"When the Son of Man comes in his glory, and all the angels with him, then he will sit on the throne of his glory. All the nations will be gathered before him, and he will separate people one from another as a shepherd separates the sheep from the goats, and he will put the sheep at his right hand and the goats at the left. Then the king will say to those at his right hand, 'Come, you that are blessed by my Father, inherit the kingdom prepared for you from the foundation of the world; for I was hungry and you gave me food, I was thirsty and you gave me something to drink, I was a stranger and you welcomed me, I was naked and you gave me clothing, I was sick and you took care of me, I was in prison and you visited me.' Then the righteous will answer him, 'Lord, when was it that we saw you hungry and gave you food, or thirsty and gave you something to drink? And when was it that we saw you a stranger and welcomed you, or naked and gave you clothing? And when was it that we saw you sick or in prison and visited you?' And the king will answer them, 'Truly I tell you, just as you did it to one of the least of these who are members of my family, you did it to me.' Then he will say to those at his left hand, 'You that are accursed, depart from me into the eternal fire prepared for the devil and his angels; for I was hungry and you gave me no food, I was thirsty and you gave me nothing to drink, I was a stranger and you did not welcome me, naked and you did not give me clothing, sick and in prison and you did not visit me.' Then they also will answer, 'Lord, when was it that we saw you hungry or thirsty or a stranger or naked or sick or in prison, and did not take care of you?' Then he will answer them, 'Truly I tell you, just as you did not do it to one of the least of these, you did not do it to me.' And these will go away into eternal punishment, but the righteous into eternal life."
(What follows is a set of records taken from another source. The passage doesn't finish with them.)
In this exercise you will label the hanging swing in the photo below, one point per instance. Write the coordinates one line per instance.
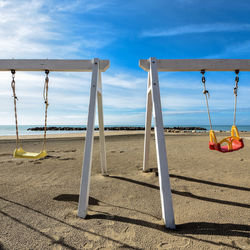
(19, 152)
(233, 142)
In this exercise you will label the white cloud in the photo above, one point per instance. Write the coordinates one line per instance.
(30, 29)
(197, 28)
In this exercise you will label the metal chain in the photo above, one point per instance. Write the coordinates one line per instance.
(207, 95)
(236, 93)
(13, 86)
(45, 97)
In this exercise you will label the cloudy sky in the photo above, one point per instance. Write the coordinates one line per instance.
(124, 32)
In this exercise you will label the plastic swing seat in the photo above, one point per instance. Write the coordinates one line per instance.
(20, 153)
(234, 142)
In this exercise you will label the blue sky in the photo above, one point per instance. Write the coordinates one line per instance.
(124, 32)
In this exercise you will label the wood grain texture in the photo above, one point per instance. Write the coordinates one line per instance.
(51, 64)
(198, 64)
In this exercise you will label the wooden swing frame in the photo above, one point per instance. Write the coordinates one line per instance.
(153, 66)
(95, 66)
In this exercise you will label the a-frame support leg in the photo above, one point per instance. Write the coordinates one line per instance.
(101, 127)
(148, 122)
(164, 180)
(87, 158)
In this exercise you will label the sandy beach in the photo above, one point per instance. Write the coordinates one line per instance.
(39, 198)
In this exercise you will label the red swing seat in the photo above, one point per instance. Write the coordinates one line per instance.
(234, 142)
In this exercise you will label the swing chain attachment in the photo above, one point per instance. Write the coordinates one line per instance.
(236, 82)
(13, 86)
(13, 83)
(45, 97)
(236, 93)
(206, 93)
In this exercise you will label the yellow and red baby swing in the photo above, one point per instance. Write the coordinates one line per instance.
(233, 142)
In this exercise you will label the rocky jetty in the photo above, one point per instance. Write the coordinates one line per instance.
(167, 129)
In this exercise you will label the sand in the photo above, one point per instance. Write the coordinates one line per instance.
(38, 198)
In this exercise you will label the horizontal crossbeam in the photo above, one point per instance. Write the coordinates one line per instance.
(198, 64)
(51, 64)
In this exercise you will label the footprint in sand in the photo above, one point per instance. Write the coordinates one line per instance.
(19, 162)
(175, 243)
(67, 159)
(243, 244)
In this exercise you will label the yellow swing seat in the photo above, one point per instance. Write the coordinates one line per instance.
(20, 153)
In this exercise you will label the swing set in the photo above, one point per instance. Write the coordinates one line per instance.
(233, 142)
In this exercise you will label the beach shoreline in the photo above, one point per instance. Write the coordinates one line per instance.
(39, 198)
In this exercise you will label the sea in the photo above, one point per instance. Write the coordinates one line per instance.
(6, 130)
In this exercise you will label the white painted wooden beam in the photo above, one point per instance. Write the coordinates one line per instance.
(51, 64)
(148, 122)
(198, 64)
(87, 158)
(162, 162)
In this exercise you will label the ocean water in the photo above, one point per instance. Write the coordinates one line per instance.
(11, 130)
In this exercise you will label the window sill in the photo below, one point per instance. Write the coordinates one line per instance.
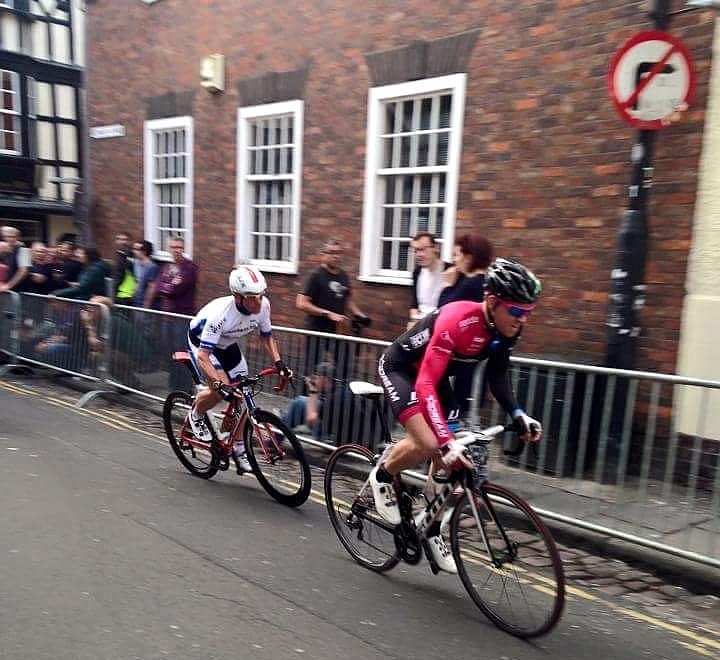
(386, 279)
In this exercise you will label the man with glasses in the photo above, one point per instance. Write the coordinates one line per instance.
(213, 338)
(415, 369)
(427, 276)
(327, 299)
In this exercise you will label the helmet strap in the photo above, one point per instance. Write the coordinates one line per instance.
(242, 309)
(489, 316)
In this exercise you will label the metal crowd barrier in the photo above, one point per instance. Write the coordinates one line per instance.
(9, 326)
(613, 453)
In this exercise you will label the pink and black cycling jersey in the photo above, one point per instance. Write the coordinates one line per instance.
(414, 369)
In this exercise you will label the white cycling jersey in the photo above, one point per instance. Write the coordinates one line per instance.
(220, 323)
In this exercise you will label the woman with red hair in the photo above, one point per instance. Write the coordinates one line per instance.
(466, 279)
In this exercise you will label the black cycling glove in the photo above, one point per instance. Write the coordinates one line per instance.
(283, 370)
(226, 392)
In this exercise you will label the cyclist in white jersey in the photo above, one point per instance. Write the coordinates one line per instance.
(213, 338)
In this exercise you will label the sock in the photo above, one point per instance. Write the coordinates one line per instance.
(383, 476)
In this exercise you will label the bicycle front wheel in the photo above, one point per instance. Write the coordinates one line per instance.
(192, 453)
(509, 564)
(351, 507)
(277, 458)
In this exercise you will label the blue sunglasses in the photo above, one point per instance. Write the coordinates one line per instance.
(516, 311)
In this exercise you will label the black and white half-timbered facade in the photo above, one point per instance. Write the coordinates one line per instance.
(41, 117)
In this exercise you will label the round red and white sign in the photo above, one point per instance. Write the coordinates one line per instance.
(651, 79)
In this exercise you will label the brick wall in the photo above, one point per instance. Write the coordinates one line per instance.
(545, 160)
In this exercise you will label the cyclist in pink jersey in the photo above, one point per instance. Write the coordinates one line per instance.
(415, 371)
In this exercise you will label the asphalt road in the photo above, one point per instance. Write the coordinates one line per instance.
(109, 549)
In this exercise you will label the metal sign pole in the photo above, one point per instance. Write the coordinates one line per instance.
(628, 275)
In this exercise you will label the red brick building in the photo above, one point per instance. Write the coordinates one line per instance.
(370, 121)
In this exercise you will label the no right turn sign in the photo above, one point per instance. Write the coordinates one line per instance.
(651, 79)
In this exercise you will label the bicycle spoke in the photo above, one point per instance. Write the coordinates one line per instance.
(277, 458)
(509, 563)
(364, 534)
(192, 453)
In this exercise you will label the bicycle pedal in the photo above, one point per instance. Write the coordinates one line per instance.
(433, 564)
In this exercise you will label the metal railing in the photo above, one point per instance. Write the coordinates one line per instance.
(612, 460)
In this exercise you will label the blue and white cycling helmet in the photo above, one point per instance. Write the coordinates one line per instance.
(247, 281)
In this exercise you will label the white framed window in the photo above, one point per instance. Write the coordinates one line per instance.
(169, 183)
(10, 113)
(269, 182)
(412, 161)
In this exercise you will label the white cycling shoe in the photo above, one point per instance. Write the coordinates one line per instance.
(200, 427)
(242, 464)
(384, 496)
(442, 554)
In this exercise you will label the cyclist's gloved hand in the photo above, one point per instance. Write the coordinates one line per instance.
(226, 392)
(283, 370)
(454, 452)
(527, 427)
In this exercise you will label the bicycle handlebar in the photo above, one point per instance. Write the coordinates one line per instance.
(252, 380)
(486, 435)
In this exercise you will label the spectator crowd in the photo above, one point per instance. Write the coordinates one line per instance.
(133, 278)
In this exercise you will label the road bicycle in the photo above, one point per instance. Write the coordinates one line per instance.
(274, 452)
(505, 556)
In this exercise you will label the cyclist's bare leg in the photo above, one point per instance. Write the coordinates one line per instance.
(420, 445)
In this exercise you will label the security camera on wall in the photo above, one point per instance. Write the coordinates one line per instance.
(212, 73)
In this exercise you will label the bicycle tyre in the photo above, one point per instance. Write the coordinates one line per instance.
(199, 462)
(285, 475)
(523, 593)
(345, 480)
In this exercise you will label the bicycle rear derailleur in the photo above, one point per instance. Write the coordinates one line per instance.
(405, 535)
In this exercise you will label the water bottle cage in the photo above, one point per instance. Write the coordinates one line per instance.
(479, 455)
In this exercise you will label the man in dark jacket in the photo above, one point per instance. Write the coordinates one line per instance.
(92, 278)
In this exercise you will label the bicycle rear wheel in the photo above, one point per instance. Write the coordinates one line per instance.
(193, 454)
(363, 533)
(520, 585)
(277, 458)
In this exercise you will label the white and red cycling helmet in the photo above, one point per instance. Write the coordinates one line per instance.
(247, 281)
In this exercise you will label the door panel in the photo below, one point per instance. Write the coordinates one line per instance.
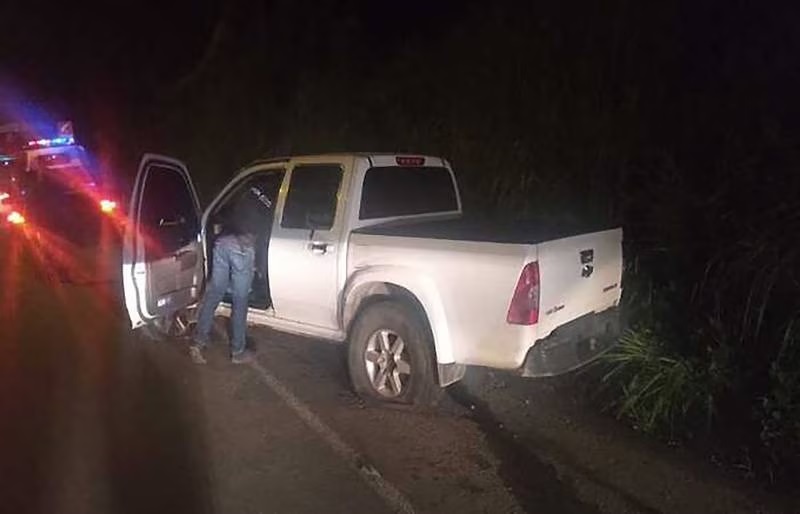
(162, 253)
(304, 255)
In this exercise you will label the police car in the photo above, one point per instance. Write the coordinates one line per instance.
(47, 181)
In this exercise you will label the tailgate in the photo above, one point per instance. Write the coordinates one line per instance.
(578, 275)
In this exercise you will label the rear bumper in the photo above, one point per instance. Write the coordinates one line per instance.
(573, 345)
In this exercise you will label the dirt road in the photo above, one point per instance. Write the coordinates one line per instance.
(92, 419)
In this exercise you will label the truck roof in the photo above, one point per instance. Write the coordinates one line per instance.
(367, 155)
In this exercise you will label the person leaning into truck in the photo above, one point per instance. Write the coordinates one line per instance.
(233, 265)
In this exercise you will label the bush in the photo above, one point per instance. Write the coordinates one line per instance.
(659, 390)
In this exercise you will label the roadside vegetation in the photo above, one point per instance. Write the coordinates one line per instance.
(638, 116)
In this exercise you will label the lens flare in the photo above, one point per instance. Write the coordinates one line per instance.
(15, 218)
(108, 206)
Some people have a recurring nightmare in which they are being judged and found totally wanting. Today's reading sounds just like such a nightmare. Earlier generations of Christians thought about “that day” (dies illa) more than people want to do now. For centuries they sang that austere sequence Dies irae (Day of wrath), meditating on that ultimate scene of judgement.
It is impossible to evade the question of ultimate judgment, however you think of it. In the sight of God what will my life amount to in the end? In the face of that ultimate question we all feel naked and ashamed. Human beings have imagined a scenario where they can start all over again: reincarnation. But the same question would only arise again and again. This is not how the Judeo-Christian tradition sees it. In the words of Qoheleth, “Whether a tree falls to the south or to the north, in the place where it falls, there will it lie” (11:3). There is no coming back, as the rich man discovered in Jesus’ parable (Lk 16:19-31). These are grim thoughts.
But the point of this reading is not to divide the world into good and bad people (does anyone fit perfectly in either of those categories?), but to make the point that in serving one another we are serving God. Our ultimate destiny, the thing that seems farthest away, actually hangs on the things nearest to hand, the most proximate: on how we treat the Lord in “the hungry, the thirsty, the stranger, the naked, the sick, the imprisoned.”